In Mindanao the story is similar but on a much smaller scale.  What defeated the Moros were roads and ports and public school teachers. Together they brought the Christian Filipinos in vast numbers to Mindanao under the security of the US Army.  So many that “Muslim Mindanao” as such died, probably forever. And while the Filipino Christians were often the early adopters of Western technology and education, many of the Muslims clung to their warrior ways. The Mindanao State University, which is located in the area Michael Yon visited, was lavished with an extraordinary amount of funding not only from the Philippine government but from the Middle East. But it remained a hulk, its funds looted by Muslim warlord politicians and its culture of Western-style learning fundamentally despised.  The divide between the two cultures remained, though they lived in close proximity. What holds the ring in Mindanao isn’t tactics but demography.

Michael Yon is absolutely correct is emphasizing the importance of “professionalism” and relative honesty as important factors in the long term victory in Mindanao. The biggest contribution American troops make in a Philippine setting is that they often provide the role models which Filipino politicians do not. Strange though it may sound to some, many Filipino soldiers want to be good, professional and disciplined soldiers. But like everyone else, they must have leadership. And while there are some Filipino officers and politicians who provide that, many alas, fall somewhat short of the mark. And while some Americans by contrast can be rascals, by and large, when you consider the average values of professionalism in their respective cultures, the US military is much more likely to provide a good role model than the Manila politician. I know it is an oversimplification to say it, but if informal American influence can simply keep the Armed Forces of the Philippines from descending into chaotic gangsterism, then numbers will do the rest. Many of the problems of the AFP are rooted in Philippine politics. On paper its numbers are impressive.
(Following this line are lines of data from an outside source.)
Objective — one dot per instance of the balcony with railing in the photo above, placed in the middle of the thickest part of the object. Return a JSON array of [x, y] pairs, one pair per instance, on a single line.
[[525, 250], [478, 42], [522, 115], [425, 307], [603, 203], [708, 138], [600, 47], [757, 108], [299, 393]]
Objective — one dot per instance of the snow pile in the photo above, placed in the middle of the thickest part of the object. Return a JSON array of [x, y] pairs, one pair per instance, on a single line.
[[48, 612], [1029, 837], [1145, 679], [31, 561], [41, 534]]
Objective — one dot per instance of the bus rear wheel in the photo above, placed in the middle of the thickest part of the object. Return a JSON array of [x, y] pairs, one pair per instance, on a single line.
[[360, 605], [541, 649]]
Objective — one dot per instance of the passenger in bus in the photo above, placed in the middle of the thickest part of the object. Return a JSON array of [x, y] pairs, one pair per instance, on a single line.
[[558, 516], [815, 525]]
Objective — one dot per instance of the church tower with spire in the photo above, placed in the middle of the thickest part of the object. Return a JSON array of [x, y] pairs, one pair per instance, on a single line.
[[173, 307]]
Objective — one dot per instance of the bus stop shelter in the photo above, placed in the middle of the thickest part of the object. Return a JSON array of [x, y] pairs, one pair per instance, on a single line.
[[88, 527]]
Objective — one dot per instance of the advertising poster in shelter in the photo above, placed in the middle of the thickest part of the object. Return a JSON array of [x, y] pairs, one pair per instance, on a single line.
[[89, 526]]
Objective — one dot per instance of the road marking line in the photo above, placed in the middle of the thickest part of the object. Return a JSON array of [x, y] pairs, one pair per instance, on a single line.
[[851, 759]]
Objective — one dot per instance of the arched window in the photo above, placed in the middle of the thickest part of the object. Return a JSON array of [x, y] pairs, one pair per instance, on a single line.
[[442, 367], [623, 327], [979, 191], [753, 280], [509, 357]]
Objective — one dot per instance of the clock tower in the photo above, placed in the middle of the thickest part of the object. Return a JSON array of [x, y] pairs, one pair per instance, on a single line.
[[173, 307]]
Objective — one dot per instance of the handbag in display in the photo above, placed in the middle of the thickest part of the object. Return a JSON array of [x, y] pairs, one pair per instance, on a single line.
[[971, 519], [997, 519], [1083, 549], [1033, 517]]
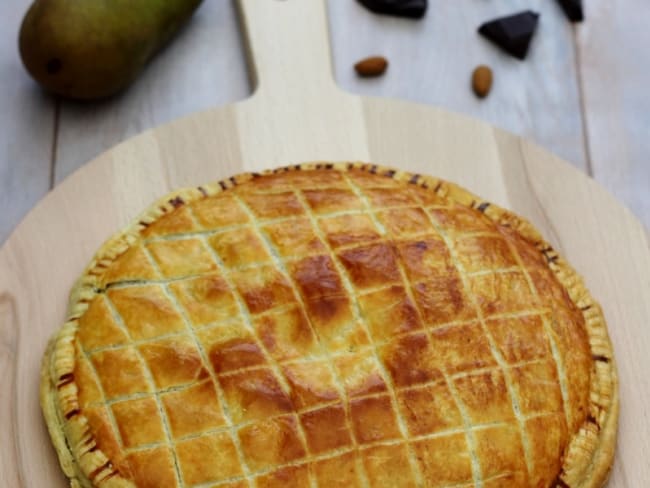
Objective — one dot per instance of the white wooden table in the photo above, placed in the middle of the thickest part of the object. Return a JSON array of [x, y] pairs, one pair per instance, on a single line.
[[582, 92]]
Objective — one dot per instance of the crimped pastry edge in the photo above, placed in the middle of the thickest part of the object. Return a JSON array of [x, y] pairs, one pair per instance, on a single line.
[[587, 459]]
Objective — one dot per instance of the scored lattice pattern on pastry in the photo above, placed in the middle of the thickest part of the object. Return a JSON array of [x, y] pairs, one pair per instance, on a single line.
[[329, 328]]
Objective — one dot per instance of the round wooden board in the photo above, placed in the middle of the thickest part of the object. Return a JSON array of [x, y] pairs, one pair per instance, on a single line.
[[297, 114]]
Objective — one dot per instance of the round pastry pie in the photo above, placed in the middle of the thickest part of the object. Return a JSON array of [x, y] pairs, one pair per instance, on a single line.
[[331, 325]]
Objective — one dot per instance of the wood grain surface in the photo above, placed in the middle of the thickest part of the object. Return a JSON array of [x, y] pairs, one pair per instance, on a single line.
[[297, 113], [581, 93]]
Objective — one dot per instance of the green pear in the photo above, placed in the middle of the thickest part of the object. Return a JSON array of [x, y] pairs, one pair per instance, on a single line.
[[87, 49]]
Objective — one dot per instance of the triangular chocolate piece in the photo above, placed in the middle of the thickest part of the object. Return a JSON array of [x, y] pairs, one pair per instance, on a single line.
[[573, 9], [512, 33], [414, 9]]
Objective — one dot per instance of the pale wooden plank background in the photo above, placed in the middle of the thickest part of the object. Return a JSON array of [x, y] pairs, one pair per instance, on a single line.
[[26, 128], [581, 93]]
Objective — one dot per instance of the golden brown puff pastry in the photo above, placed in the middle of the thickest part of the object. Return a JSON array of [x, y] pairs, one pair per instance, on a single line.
[[331, 325]]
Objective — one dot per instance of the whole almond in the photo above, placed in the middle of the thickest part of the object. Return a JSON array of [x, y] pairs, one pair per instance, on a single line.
[[482, 81], [372, 66]]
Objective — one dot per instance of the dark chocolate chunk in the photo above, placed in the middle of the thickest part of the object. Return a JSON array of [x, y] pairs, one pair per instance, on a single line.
[[414, 9], [512, 33], [573, 9]]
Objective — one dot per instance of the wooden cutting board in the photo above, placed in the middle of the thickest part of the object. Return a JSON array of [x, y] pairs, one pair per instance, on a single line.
[[298, 114]]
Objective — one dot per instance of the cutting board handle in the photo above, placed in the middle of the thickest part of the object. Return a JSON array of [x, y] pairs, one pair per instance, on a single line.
[[288, 48]]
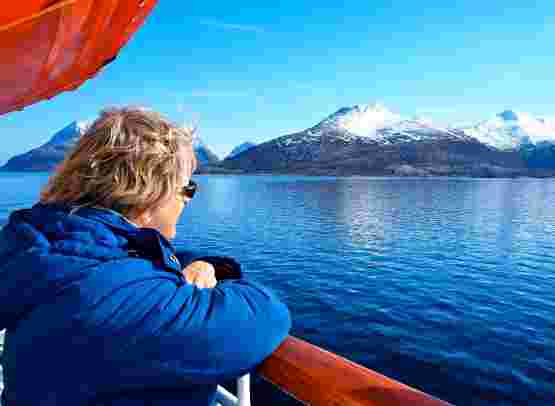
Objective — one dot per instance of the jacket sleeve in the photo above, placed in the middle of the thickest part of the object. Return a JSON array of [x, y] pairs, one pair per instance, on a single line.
[[200, 335], [225, 267]]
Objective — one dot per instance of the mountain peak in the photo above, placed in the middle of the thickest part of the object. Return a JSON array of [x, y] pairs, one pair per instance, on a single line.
[[69, 134], [508, 115]]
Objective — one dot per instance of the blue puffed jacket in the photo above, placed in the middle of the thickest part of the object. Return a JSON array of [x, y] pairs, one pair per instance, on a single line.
[[98, 313]]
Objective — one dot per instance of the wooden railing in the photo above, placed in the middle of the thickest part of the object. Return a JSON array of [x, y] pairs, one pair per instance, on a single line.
[[318, 377]]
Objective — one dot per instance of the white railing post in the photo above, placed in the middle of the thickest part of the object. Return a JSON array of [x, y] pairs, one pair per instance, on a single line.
[[244, 390], [243, 398]]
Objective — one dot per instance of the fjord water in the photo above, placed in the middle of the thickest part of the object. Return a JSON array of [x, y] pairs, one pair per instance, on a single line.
[[446, 284]]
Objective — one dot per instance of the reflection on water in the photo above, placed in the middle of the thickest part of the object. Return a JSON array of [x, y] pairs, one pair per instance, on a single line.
[[445, 284]]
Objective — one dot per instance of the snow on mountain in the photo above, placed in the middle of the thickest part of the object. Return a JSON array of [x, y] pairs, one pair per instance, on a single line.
[[240, 148], [511, 130], [362, 120], [48, 155], [373, 123], [69, 134]]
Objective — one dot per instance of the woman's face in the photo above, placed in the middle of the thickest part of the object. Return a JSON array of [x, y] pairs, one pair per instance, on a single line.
[[165, 217]]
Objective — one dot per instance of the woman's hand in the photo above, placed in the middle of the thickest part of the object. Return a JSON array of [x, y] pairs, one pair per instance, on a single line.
[[201, 274]]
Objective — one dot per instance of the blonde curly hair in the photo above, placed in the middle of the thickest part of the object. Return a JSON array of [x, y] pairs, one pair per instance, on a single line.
[[129, 160]]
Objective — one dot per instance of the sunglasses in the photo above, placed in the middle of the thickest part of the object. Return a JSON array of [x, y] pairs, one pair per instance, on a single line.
[[189, 190]]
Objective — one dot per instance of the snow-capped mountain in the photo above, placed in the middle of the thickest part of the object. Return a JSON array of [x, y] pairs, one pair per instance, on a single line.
[[372, 140], [374, 123], [204, 154], [48, 155], [512, 130], [240, 148], [70, 134]]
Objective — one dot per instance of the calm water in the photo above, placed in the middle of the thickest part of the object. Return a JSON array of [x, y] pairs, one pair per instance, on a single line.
[[445, 284]]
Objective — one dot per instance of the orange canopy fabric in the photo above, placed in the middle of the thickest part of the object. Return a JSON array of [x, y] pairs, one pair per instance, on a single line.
[[47, 46]]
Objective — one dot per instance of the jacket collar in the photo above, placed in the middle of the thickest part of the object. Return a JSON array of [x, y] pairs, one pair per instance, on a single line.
[[146, 242]]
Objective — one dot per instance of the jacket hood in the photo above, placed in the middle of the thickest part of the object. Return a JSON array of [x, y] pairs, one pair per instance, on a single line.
[[49, 248]]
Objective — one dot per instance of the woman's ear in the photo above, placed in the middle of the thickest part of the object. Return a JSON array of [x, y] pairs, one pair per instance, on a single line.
[[142, 218]]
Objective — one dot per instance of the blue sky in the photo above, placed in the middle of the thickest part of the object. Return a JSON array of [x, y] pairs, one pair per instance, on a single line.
[[253, 71]]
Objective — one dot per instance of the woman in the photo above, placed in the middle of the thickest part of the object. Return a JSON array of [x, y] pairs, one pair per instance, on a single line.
[[97, 306]]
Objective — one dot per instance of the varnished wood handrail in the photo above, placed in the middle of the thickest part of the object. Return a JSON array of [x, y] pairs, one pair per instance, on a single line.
[[318, 377]]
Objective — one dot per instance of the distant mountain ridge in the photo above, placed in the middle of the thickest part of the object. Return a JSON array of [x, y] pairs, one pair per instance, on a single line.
[[368, 140], [371, 140], [50, 154], [240, 148]]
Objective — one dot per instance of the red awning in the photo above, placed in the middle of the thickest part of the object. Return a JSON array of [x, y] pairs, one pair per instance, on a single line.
[[47, 47]]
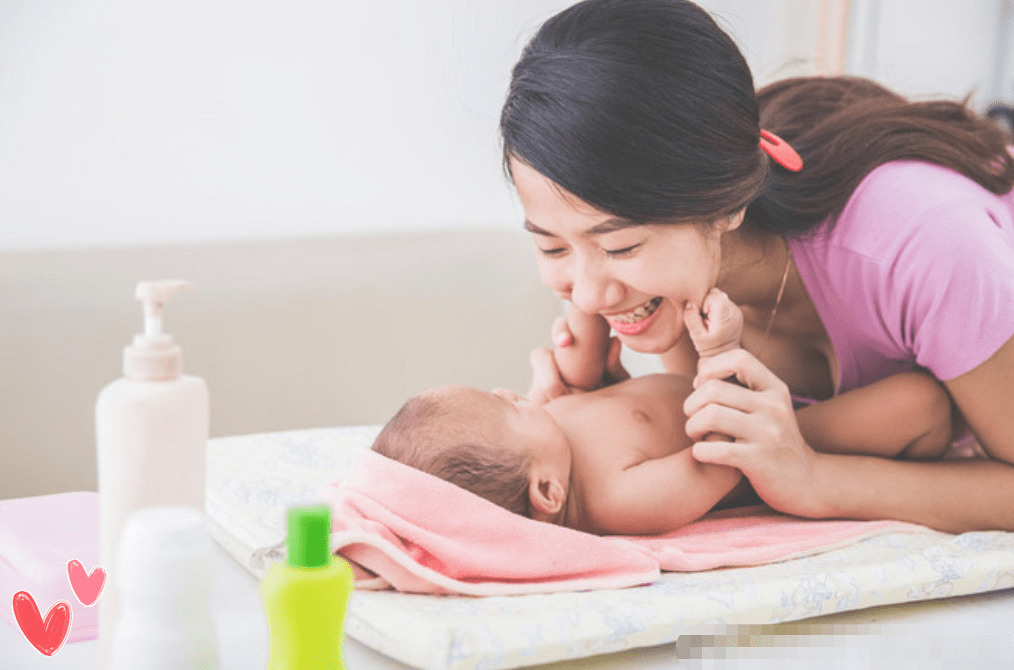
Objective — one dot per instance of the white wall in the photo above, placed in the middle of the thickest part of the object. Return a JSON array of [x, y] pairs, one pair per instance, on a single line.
[[129, 123]]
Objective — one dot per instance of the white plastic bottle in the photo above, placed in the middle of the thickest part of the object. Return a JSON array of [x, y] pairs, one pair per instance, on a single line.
[[164, 574], [151, 431]]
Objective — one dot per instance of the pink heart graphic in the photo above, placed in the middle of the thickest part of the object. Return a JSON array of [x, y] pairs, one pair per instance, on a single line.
[[86, 587], [48, 637]]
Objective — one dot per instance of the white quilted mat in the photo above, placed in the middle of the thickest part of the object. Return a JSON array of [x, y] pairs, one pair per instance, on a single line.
[[254, 479]]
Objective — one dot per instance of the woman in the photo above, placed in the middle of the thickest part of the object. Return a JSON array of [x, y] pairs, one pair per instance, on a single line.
[[633, 134]]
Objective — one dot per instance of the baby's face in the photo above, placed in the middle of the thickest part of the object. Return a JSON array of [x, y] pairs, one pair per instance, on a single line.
[[512, 421]]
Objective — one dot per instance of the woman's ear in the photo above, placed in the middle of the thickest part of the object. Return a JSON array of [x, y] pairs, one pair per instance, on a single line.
[[735, 220], [548, 497]]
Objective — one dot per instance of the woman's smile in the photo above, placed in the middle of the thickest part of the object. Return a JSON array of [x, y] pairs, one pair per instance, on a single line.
[[637, 320]]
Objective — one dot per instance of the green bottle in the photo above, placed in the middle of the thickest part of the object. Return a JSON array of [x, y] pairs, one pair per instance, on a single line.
[[306, 597]]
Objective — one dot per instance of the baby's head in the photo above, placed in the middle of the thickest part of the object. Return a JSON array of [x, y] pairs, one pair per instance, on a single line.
[[496, 445]]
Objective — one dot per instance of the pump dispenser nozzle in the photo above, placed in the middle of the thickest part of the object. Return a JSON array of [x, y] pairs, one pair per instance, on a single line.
[[153, 355]]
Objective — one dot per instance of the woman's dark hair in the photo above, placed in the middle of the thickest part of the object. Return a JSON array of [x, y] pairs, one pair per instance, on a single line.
[[646, 109], [846, 127]]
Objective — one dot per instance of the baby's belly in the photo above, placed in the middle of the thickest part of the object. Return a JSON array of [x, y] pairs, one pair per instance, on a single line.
[[740, 496]]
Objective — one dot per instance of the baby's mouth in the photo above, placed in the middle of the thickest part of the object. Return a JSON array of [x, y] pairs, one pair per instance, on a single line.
[[642, 312]]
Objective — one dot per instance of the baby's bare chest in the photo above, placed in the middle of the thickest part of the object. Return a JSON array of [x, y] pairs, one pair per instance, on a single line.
[[638, 420]]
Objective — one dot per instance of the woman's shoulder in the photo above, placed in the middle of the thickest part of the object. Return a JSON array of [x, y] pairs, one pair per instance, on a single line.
[[902, 203], [918, 184]]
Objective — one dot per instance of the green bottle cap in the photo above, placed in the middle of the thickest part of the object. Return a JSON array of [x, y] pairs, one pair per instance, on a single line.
[[309, 536]]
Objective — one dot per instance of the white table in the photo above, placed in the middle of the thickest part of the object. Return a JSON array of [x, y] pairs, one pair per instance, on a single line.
[[971, 631]]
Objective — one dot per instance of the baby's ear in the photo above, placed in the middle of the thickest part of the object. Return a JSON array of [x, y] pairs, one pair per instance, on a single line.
[[548, 497]]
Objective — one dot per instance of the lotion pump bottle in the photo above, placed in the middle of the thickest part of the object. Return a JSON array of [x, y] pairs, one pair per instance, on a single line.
[[164, 575], [151, 429], [305, 598]]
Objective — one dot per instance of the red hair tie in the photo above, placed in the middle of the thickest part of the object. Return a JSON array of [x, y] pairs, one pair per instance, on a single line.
[[781, 151]]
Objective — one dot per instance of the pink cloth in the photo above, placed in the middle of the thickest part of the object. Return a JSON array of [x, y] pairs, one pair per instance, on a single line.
[[917, 271], [39, 536], [419, 533]]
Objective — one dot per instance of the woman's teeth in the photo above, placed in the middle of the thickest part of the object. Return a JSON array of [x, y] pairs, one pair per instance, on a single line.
[[642, 312]]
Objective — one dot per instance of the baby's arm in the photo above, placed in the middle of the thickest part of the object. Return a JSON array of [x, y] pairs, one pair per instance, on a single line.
[[657, 496], [908, 415], [582, 362]]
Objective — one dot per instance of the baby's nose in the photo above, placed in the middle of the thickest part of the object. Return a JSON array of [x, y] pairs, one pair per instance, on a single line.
[[506, 394]]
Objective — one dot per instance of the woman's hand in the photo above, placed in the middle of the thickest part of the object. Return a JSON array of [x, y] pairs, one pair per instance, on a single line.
[[767, 446]]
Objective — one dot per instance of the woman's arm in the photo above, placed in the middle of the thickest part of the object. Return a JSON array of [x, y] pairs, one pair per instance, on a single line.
[[907, 415], [789, 475]]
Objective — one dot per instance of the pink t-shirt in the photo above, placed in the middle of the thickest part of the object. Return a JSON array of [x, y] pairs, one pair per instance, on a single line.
[[917, 271]]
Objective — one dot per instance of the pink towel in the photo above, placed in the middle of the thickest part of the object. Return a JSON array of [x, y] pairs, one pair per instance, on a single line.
[[39, 536], [419, 533]]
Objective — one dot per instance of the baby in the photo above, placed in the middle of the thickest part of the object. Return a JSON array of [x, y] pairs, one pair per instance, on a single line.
[[616, 460]]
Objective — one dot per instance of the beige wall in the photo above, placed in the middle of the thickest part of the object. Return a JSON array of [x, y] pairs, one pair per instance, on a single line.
[[288, 334]]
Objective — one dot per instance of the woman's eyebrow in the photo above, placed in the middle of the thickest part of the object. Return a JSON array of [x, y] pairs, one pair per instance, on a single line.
[[609, 225]]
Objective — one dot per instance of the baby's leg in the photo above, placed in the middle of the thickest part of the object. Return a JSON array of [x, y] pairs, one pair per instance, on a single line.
[[908, 415]]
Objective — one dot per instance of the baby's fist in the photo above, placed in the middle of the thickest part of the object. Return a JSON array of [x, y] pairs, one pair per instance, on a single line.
[[716, 326]]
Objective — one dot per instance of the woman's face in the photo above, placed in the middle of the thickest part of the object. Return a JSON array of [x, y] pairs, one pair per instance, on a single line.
[[638, 277]]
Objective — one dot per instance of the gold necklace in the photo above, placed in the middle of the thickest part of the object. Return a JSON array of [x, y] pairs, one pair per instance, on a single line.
[[778, 301]]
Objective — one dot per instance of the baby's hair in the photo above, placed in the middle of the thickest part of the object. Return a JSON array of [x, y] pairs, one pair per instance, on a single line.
[[427, 435]]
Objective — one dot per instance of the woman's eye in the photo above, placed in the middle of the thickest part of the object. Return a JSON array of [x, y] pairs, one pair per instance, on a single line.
[[552, 252], [618, 253]]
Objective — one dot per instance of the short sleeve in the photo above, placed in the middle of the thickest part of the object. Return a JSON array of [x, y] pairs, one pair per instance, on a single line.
[[950, 288]]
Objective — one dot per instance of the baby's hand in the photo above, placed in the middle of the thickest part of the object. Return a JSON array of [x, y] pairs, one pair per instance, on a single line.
[[716, 326], [582, 357]]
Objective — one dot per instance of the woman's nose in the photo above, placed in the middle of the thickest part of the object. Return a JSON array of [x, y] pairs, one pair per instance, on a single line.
[[592, 289]]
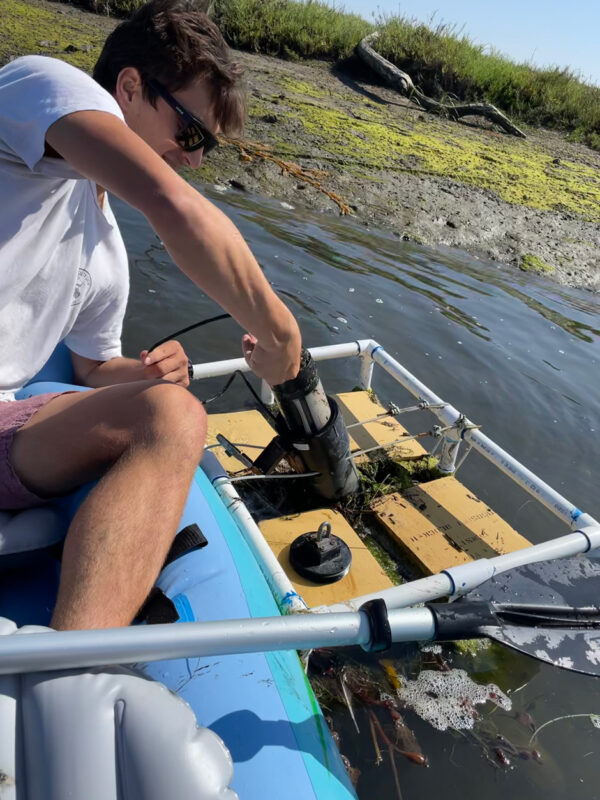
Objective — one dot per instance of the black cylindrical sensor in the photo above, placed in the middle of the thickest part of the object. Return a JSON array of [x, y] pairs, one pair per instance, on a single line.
[[315, 430]]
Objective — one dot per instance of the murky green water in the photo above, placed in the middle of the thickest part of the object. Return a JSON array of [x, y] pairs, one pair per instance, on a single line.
[[515, 353]]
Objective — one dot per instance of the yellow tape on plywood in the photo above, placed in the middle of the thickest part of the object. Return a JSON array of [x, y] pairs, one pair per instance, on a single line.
[[359, 406], [465, 519], [365, 574], [416, 535], [441, 523]]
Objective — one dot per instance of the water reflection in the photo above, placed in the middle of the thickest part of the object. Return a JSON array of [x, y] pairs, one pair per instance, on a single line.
[[474, 332]]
On the ground, except for the few units which are combat effective, much of the Philippine Armed Forces is fit only for garrison. Available ammo, fuel and money limit the actual sustained combat capacity of that force to a small fraction of its numbers.

Maybe history suggests that “democracy agendas” and “grand bargains” are misleading terms.  Perhaps when we say “democracy” we really mean decent behavior more than mere formal elections. I doubt that the Muslims of Mindanao can ever learn to love the Christian Filipinos, but they can learn to grudgingly respect them; to live and let live. And in the Middle East, what “grand bargain” is possible when the demand on the one side is the destruction of the other? Goldberg notes that for the first time in decades, Israel’s choice may be between its strongest alliance and its self preservation.  When were the roots of this contradiction planted? When Britain defeated the Ottomans? When the US toppled Mossadegh? When Carter dropped the ball on Iran? When Bush invaded Iraq? Or when Barack Obama, in pursuit of his Grand Bargain, drove the Sunnis and the Jews into temporary alliance? Political dreams often give rise actual nightmares.

There is in Michael Yon’s article a series of pictures showing the everyone eating rice and fried fish off a mat on a table, washing it down with Pepsi. The kids are giggling, the Americans are pawing at the rice with as much gusto as anyone else and even the scowling Muslim warrior is grinning, in spite of himself. It’s a snapshot of a non-political moment; an instant in time when everybody forgets he’s from Duluth, or Marawi, or Fort Bonifacio and one mumbles to the other, “please pass the ginamos“.  History is our curse. We cannot transcend it. But we can glide through it with as much goodwill as we can muster.